1. Upload Your Video
You upload a video file through the dashboard or API. Keep'em accepts most common video formats and handles all transcoding internally.
2. Automatic Processing
Once uploaded, the platform processes your video through several steps — all automatic, no configuration required:
Audio extraction — The audio track is separated from the video for transcription.
Transcription — The full audio is transcribed to text with precise timestamps. This transcript becomes the foundation of the AI's knowledge about your video.
Chapter generation — The system analyzes the transcript for natural topic changes and generates chapters. These appear as navigation markers in the video player, letting viewers jump to specific sections.
Subtitle generation — WebVTT subtitle files are created for accessibility and SEO. Subtitles appear as an overlay on the video player.
Chunking and embedding — The transcript is split into segments (roughly 30 seconds each) and converted into vector embeddings. These embeddings enable the AI to search your content semantically — understanding meaning, not just matching keywords.
This processing typically completes within a few minutes, depending on video length.
3. Add Your Knowledge Base (Optional)
You can upload additional documents — PDFs, help articles, URLs, or plain text — to expand the AI's knowledge beyond the video transcript.
Documents go through a similar pipeline: they're chunked into logical sections, embedded as vectors, and stored alongside your video content. When a viewer asks a question, the AI searches both the transcript and your documents for the best answer.

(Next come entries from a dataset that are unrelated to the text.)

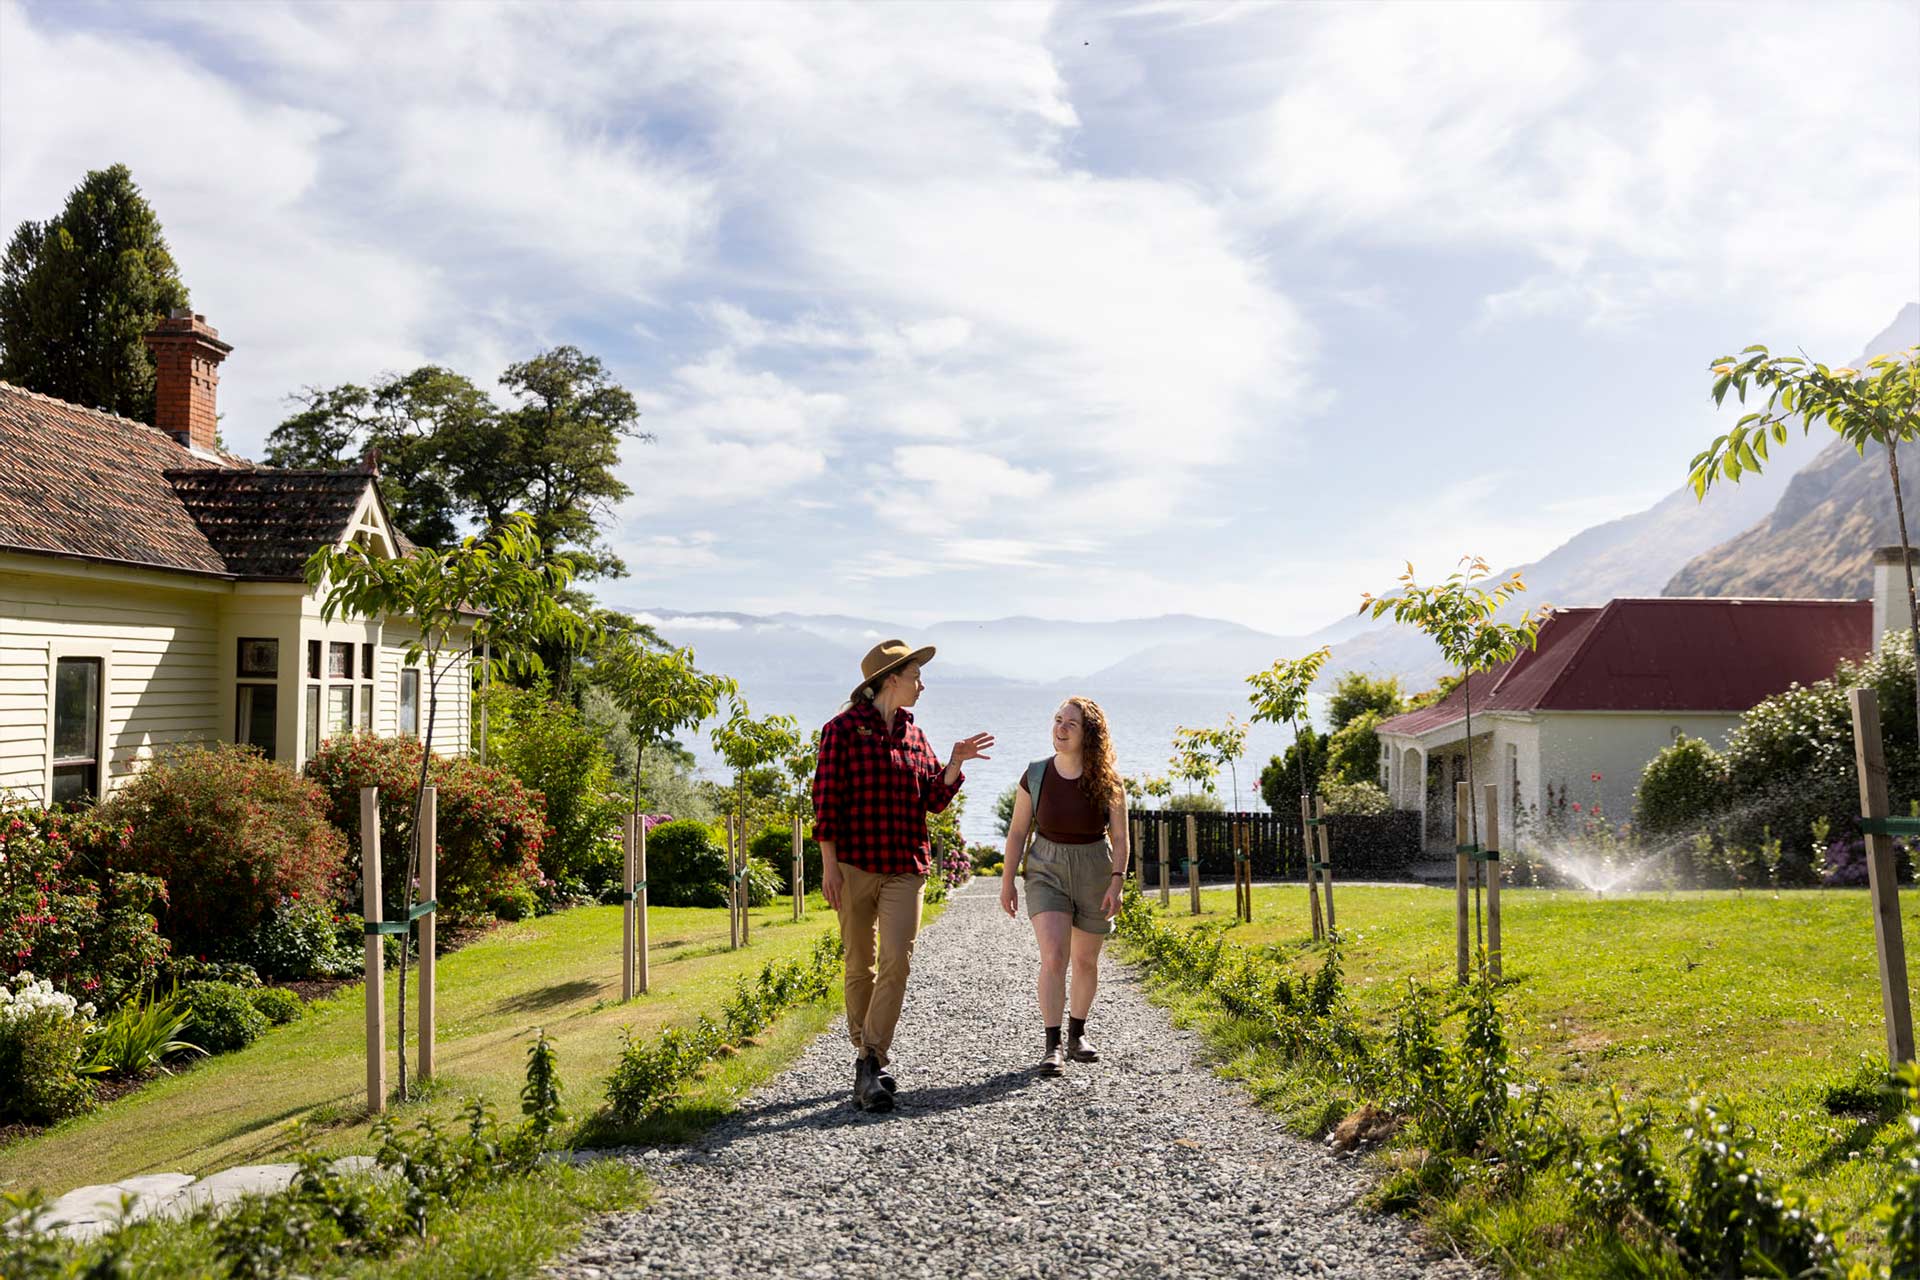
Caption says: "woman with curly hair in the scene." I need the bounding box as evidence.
[999,695,1130,1076]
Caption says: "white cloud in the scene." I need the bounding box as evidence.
[627,611,739,632]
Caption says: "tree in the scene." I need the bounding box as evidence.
[1168,726,1219,799]
[592,636,735,833]
[712,700,802,919]
[1361,557,1548,970]
[449,346,650,579]
[1325,708,1389,786]
[1247,645,1332,822]
[995,782,1019,838]
[1327,671,1404,733]
[1260,731,1327,812]
[265,368,491,547]
[308,512,591,1102]
[1692,344,1920,743]
[0,164,190,423]
[1191,717,1249,811]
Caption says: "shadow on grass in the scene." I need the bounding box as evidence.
[493,980,603,1015]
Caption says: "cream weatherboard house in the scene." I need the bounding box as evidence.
[0,311,469,807]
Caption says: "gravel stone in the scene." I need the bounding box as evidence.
[548,882,1483,1279]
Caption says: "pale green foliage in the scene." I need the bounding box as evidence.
[1246,645,1331,731]
[1693,344,1920,496]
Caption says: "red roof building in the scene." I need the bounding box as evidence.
[1375,597,1873,853]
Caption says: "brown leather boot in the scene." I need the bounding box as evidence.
[857,1051,894,1112]
[1067,1016,1098,1063]
[1039,1028,1065,1076]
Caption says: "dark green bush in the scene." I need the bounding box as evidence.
[249,987,305,1027]
[642,820,731,907]
[1260,730,1327,811]
[1634,734,1728,840]
[748,824,820,892]
[1325,710,1389,786]
[233,898,361,981]
[182,979,269,1054]
[481,685,627,900]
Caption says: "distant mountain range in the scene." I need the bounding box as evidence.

4. Viewers Watch and Interact
When a viewer accesses your event (via a hosted page or embedded widget), they see a video player with an integrated chat panel. As the video plays:
- Suggested questions appear based on the current video position, prompting engagement.

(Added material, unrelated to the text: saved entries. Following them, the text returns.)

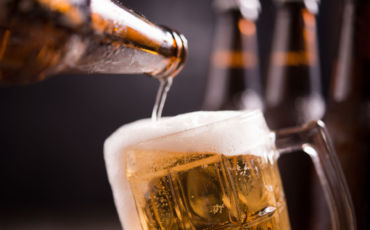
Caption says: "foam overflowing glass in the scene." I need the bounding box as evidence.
[104,110,355,230]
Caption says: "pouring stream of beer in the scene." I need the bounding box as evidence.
[151,77,173,121]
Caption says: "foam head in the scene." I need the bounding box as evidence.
[104,110,273,230]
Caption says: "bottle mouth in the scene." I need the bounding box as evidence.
[153,29,188,80]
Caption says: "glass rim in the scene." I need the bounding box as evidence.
[126,109,271,152]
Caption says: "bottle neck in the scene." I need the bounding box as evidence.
[0,0,187,84]
[211,10,259,68]
[69,0,188,79]
[265,1,324,126]
[203,8,262,110]
[266,2,322,99]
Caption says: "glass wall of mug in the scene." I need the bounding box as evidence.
[104,111,355,230]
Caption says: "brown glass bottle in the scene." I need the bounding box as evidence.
[323,0,370,229]
[202,0,263,110]
[0,0,187,85]
[264,0,325,229]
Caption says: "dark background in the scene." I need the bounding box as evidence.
[1,0,338,229]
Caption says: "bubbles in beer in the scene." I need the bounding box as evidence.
[127,151,290,229]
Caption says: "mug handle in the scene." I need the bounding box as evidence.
[274,120,356,230]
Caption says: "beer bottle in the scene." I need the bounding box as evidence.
[202,0,263,110]
[264,0,325,229]
[323,0,370,229]
[0,0,187,85]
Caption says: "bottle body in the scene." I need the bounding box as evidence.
[0,0,187,85]
[202,0,263,110]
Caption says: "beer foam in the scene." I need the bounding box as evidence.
[104,110,273,230]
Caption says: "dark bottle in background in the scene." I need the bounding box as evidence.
[264,0,325,229]
[202,0,263,110]
[323,0,370,229]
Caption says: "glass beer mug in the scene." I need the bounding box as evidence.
[104,110,355,230]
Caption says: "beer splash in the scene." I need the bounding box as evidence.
[151,77,173,121]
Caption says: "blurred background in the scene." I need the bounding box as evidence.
[0,0,362,229]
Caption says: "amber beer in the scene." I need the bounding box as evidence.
[126,153,290,230]
[104,111,291,230]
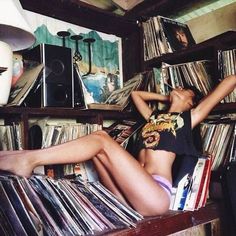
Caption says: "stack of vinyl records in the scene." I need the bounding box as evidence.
[29,121,102,179]
[218,48,236,78]
[142,16,196,61]
[0,173,143,235]
[200,121,235,170]
[170,155,212,211]
[0,122,23,151]
[154,60,213,97]
[218,48,236,103]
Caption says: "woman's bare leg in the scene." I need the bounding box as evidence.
[92,156,128,204]
[0,150,28,156]
[0,148,127,203]
[0,130,170,216]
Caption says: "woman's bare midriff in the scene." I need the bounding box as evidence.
[138,149,176,183]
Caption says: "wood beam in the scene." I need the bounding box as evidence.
[20,0,138,37]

- Chapters let viewers navigate to topics they care about.
- The chat panel is always available for questions.
When a viewer asks a question, the AI retrieves the most relevant chunks from your transcript and documents, considers the viewer's current position in the video, and generates a context-aware response. This typically takes 2–5 seconds.
5. Human Escalation (When Needed)
If the AI isn't confident in its answer, or if the viewer explicitly asks for a human, the question gets routed to your team. You receive the notification in Slack or via email with full context: what the viewer was watching, their exact question, and what the AI already attempted.
You respond from wherever you are, and the viewer sees a seamless continuation of their chat.
6. Analytics Tell You What to Improve
As viewers interact with your content, Keep'em tracks everything: where they drop off, what questions come up most often, what the AI handles confidently versus what needs human help.
This data closes the loop. If everyone drops off at the six-minute mark, something's wrong with that section. If the same question keeps coming up, add it to the video or improve your documentation. Your content gets better because you understand how people experience it.